И, как бы считая спор оконченным, надевает шапку от припекающего солнца и оглядывает зеленый простор с поблескивающими остатками в лужах от последнего дождя, с ласковыми цветами, одиноко стоящими кое-где старыми вербами, у которых на маковке только несколько побегов, точно венчик волос на лысой голове.
Скоро выедут косилки, и в перерывчато-звонком, торопливо-металлическом говоре чугунных шестерен потянутся за ними широкие полосы полегшей травы, весь луг бритым, голым лицом глянет в голубое небо, и всюду, как бородавки, встанут пестрые копны.
Но это – пусть уж сыновья. Затем и выделил обоих, чтобы молодые руки сами строили хозяйство и благополучие свое, – ему не мешаться. Было его время, теперь пришел их черед. Крепкие, здоровые, сильные, жадные на работу, пускай их.
Не отказывается и он от работы, но он работает, как работник у хозяина, ибо «в поте лица твоего ешь хлеб твой». Дело же его – дело молчаливое, дело сердца и думы.

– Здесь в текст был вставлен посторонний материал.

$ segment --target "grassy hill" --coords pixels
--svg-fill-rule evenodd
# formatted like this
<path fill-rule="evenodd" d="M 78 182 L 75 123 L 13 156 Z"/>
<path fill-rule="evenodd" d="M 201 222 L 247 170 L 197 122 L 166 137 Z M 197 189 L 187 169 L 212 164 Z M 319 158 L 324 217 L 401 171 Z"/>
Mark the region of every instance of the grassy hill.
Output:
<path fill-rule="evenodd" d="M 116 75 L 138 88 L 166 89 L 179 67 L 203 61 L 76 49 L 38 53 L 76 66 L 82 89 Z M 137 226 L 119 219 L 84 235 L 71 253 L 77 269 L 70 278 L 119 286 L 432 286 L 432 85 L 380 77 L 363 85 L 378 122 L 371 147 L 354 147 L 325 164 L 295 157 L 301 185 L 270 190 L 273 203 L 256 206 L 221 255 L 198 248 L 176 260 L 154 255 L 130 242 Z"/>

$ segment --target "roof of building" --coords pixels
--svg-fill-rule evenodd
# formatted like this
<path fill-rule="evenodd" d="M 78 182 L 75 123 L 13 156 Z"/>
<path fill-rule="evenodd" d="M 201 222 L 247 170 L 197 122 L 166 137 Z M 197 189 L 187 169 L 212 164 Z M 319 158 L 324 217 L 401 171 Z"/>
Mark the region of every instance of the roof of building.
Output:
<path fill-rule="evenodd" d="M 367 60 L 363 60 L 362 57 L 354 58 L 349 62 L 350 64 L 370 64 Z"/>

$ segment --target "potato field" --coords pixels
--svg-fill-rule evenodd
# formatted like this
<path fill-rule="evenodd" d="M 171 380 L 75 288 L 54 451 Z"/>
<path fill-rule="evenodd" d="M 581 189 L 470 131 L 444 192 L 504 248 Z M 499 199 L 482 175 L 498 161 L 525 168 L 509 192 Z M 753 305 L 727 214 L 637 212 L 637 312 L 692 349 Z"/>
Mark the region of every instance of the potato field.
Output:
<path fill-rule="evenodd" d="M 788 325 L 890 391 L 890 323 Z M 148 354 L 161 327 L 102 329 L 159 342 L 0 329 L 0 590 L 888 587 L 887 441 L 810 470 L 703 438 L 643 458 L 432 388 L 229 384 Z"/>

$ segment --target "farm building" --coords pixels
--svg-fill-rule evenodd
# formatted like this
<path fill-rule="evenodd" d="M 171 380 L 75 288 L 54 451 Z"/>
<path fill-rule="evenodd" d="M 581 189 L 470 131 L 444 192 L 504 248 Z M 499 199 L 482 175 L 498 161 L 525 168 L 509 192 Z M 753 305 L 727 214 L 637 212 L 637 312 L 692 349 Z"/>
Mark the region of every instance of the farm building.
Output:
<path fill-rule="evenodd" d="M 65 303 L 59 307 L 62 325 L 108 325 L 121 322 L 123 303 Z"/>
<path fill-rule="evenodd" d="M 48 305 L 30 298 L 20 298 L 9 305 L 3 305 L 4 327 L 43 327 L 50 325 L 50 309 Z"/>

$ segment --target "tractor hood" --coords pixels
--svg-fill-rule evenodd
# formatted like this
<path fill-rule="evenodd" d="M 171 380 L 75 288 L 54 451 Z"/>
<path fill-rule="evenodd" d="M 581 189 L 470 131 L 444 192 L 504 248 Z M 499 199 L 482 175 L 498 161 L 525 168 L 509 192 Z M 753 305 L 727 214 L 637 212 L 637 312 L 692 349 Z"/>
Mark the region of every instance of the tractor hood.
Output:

Не то дело, которое он делает мозолистыми, грубо привычными, корявыми руками на пашне, на мельнице, в степи, со скотиной, с лошадьми, а божье дело, которое тянет к себе его мысли, беспокоит тысячами сомнений, спрашивает и не дает ответа.
И никто не дает ответа – ни свои, ни чужие, ни попы, ни странние, ни монахи в монастырях.
Одно он знает, – нету правды, нету правды в самых правдивых, нету правды в скотине, за которой ухаживают и которую воруют конокрады; нету правды и в пашне, которую потом поливают, которой торгуют, покупают и продают за деньги и около которой стоят озлобленные, с кольями в руках; нету правды в смерти, потому что за нее надо платить попу; нету правды и в радости, потому что за нее, за молодую любовь, надо платить, как и за похороны, попу.
Нету правды в нем самом, в Иване Михайлове, ибо он хитрит: как будто и отрекся, и отдал хозяйство, которое, как путы, лежит всегда на человеческой душе, ничего себе не оставив, но не роздал голодным и холодным, а отдал своей плоти, своей крови, отдал молодым, здоровым сыновьям, таким крепким и жадным до работы.
И никак не выдерется из густой заросли сомнений Михайлов. Вот будто и разрешил все, и было решение простое и ясное: раздать все добро свое по церквам, по монастырям и нищей братии; но встал вопрос: а сыновья как? Неужто идти им в конокрады и воры? Ведь и ими положено много молодого, здорового труда и пота в его хозяйство.
Отдал сыновьям; опять: почему одним сыновьям? Все мы – сыновья одного отца небесного; и стоят те, другие, и смотрят голодными глазами на дом, полную чашу, смотрят и озлобляются.
Нос выдернет – хвост увяз, хвост выдернет – нос увяз.
Вздохнул и поднял голову, и опять оглядел весь огромный, сочный, зеленый простор травы, перемешанной с цветами, уже просящей косы.
Вот опять: теперь выедут с гремящими в молчании косилками и будут работать день и ночь, напряженно и угрюмо, без песен, молча отирая пот, – не до песен, за косилку приходится платить по дням, и все, надрываясь, спешат скорее выкосить. Народу и не видно на лугу, – за машиной, теряясь, ходит всего три-четыре человека. А в старое время покос был праздник зеленого царства: мерно блестят косы, рядами идут, сгребая, яркие девки, все заливая такими же яркими, заливчатыми песнями, весь луг пестреет от народа.
Все меняется, все по-иному, постепенно, незаметно, а как оглянешься – ахнешь, и засосет под сердцем, ума не приложишь.
Михайлов всматривается. Спокойно млеют травы в разгорающемся дне, и теплый ветерок бежит и пышет в лицо оттуда, со степи, в которую незаметно переходит луг. Зоркие, сузившиеся под взлохмаченными бровями, привыкшие к степному простору глаза улавливают впереди, на самом краю, как что-то бурлит и сверлит уже дрожащий, знойно трепещущий воздух. Пыль ли взметнулась и клубится смутным, далеким клубочком, птица ли мелькнула, или кто-то едет, кого еще не разберешь?